Poi sono arrivate le scoperte ampiamente pubblicizzate di due studi indipendenti – uno del professor Robin Broad della American University in Review of International Political Economy e l’altro di un gruppo di economisti neoclassici guidati da Angus Deaton di Princeton e dall’ex capo economista del FMI Ken Rogoff – che dimostrano che il dipartimento di ricerca della Banca mondiale, la fonte della maggior parte delle affermazioni secondo cui la globalizzazione e la liberalizzazione degli scambi stava portando a tassi più bassi di povertà e disuguaglianza, aveva deliberatamente distorto i suoi dati e avanzato dichiarazioni ingiustificate.

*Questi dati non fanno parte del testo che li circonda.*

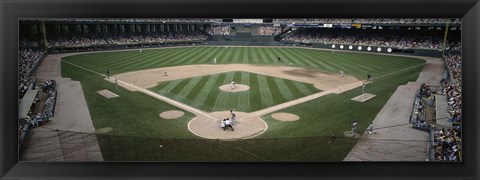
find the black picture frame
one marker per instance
(10, 168)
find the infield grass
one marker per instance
(138, 129)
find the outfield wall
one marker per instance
(255, 41)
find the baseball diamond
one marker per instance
(290, 102)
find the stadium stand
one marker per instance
(95, 39)
(385, 38)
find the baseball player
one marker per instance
(354, 128)
(223, 124)
(233, 84)
(370, 128)
(228, 123)
(363, 88)
(234, 116)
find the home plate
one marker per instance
(107, 94)
(364, 97)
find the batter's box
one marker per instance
(107, 94)
(364, 97)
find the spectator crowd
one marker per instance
(130, 38)
(447, 143)
(268, 30)
(384, 38)
(446, 147)
(370, 20)
(219, 30)
(28, 60)
(127, 20)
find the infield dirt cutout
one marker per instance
(245, 126)
(172, 114)
(107, 94)
(281, 116)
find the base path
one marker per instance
(207, 124)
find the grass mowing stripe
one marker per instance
(256, 55)
(323, 63)
(121, 59)
(275, 91)
(296, 93)
(283, 89)
(197, 89)
(202, 95)
(254, 92)
(220, 54)
(223, 96)
(208, 59)
(265, 93)
(275, 53)
(196, 58)
(238, 54)
(330, 63)
(159, 59)
(271, 56)
(103, 58)
(306, 61)
(188, 57)
(150, 63)
(247, 56)
(180, 85)
(193, 82)
(264, 59)
(214, 95)
(302, 87)
(244, 97)
(137, 62)
(290, 58)
(229, 56)
(168, 86)
(357, 63)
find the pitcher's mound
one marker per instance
(107, 94)
(173, 114)
(349, 134)
(281, 116)
(103, 130)
(245, 126)
(364, 97)
(237, 88)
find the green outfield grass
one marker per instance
(134, 115)
(203, 92)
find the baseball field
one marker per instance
(289, 102)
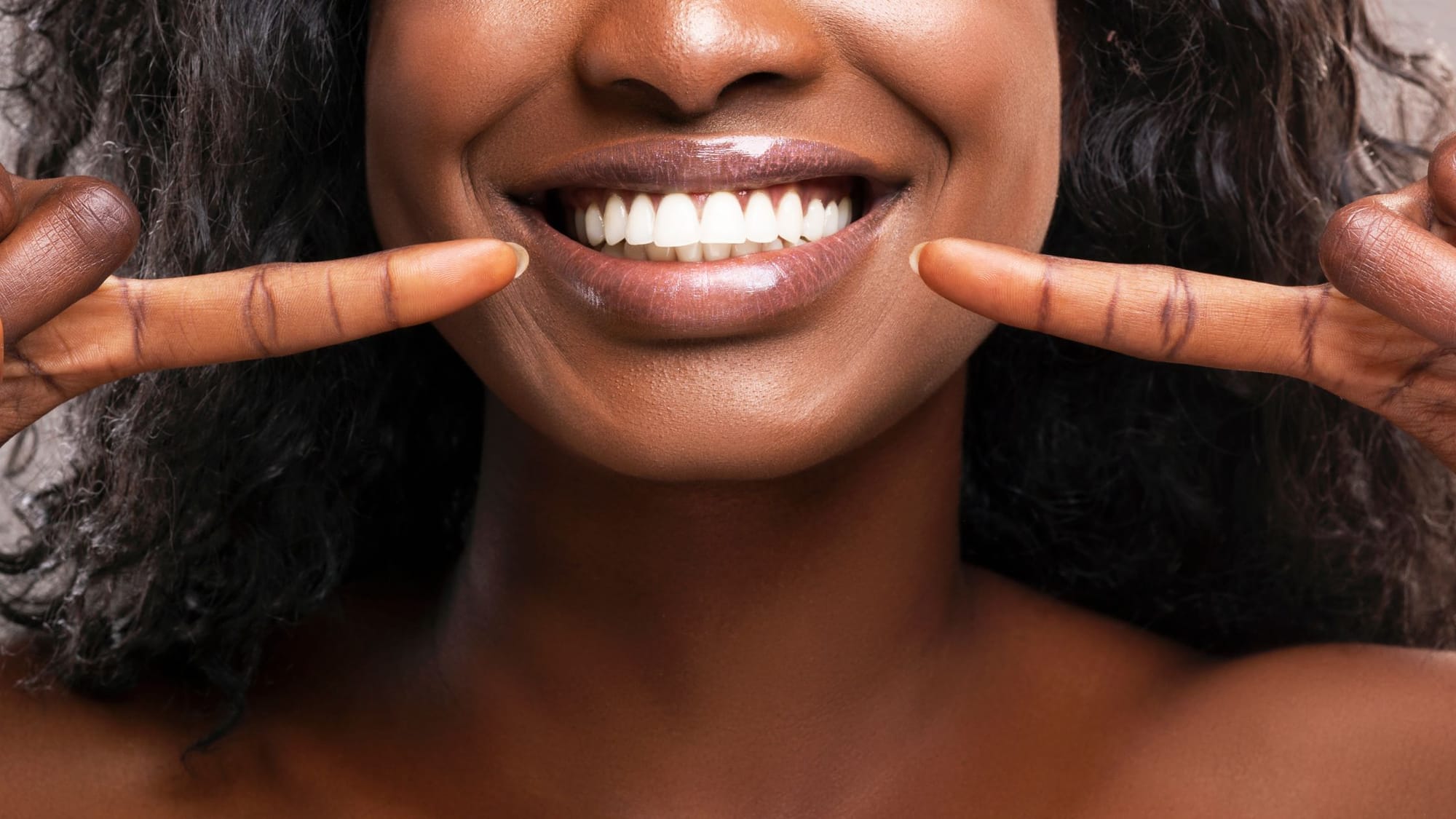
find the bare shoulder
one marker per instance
(1321, 730)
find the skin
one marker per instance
(724, 579)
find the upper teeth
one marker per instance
(727, 225)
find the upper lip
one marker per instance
(701, 165)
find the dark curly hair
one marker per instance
(205, 507)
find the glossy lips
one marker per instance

Molto prima che scoppiasse la crisi finanziaria nel 2008, la credibilità del neoliberismo e la promessa della globalizzazione erano state gravemente erose. Cosa ha fatto la differenza? Non molto la ricerca o il dibattito, ma l’azione.

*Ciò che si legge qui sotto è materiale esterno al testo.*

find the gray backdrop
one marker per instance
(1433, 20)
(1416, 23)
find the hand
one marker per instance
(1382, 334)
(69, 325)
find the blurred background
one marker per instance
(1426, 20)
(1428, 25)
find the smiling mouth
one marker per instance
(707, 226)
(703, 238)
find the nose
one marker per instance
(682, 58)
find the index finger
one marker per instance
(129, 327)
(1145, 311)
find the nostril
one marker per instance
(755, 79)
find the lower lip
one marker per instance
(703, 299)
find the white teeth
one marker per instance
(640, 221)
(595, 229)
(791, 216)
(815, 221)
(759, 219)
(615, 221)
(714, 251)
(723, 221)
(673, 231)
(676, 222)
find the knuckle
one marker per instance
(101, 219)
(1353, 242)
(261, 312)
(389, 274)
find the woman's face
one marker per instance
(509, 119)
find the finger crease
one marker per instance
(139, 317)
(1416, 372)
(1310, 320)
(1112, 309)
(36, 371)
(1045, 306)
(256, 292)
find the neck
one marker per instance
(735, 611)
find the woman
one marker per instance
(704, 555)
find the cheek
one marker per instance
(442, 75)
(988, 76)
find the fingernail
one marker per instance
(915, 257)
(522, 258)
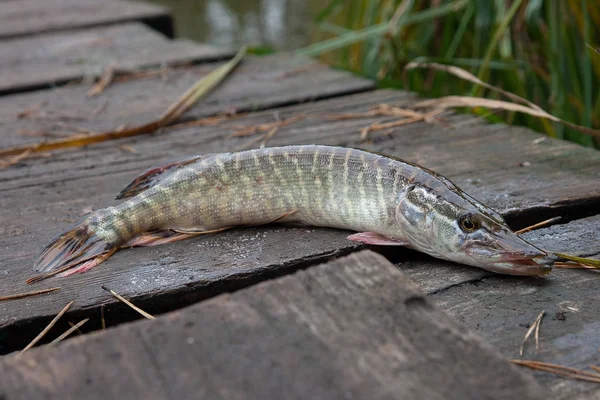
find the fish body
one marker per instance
(386, 200)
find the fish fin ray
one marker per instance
(377, 239)
(155, 174)
(71, 248)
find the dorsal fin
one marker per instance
(155, 174)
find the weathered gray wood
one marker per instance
(257, 83)
(501, 308)
(48, 59)
(43, 196)
(27, 17)
(353, 328)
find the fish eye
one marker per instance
(468, 223)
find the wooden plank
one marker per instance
(49, 59)
(501, 308)
(258, 83)
(28, 17)
(40, 197)
(353, 328)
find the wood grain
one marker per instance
(28, 17)
(353, 328)
(49, 59)
(41, 197)
(257, 83)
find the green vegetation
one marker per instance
(544, 51)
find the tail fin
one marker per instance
(73, 247)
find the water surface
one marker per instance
(281, 24)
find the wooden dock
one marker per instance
(273, 311)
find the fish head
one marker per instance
(449, 224)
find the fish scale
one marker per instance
(387, 200)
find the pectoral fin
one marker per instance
(377, 239)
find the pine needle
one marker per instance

C’è voluta la mobilitazione militante di masse di persone e lo spettacolare crollo di un ministeriale dell’OMC per tradurre i fattoidi in fatti – in verità. Ciò che si rivelò decisivo fu la congiunzione delle massicce proteste con il rifiuto dei delegati dei paesi in via di sviluppo allo Sheraton Convention Center di accettare qualsiasi maggiore liberalizzazione forzata delle loro economie.
La verità non è solo “lì”. La verità è completata, resa reale e ratificata dall’azione.
Odio dover far apparire il nome di Magellano, ma mi permetto in questo caso. Come la circumnavigazione della terra da parte di Magellano in relazione alla teoria della terra come sfera, Seattle è stata un evento storico-mondiale che ha reso vera la verità – e consegnata alla pattumiera della storia terrapiattisti come Thomas Friedman e un’intera generazione di economisti neoliberisti e responsabili politici.
Certo, il neoliberismo continua ad essere la preferenza di scelta delle elite politiche e dell’economia, ma è perché gli economisti e i tecnocrati non sanno nient’altro. Le loro carriere hanno investito su di esso. Per dirla con Yeats, sono senza convinzione, ma sono pericolosi. Il neoliberismo è come il macchinista che è stato colpito a morte dai fuorilegge ma la sua mano morta rimane sull’acceleratore del treno, accelerandolo verso la distruzione.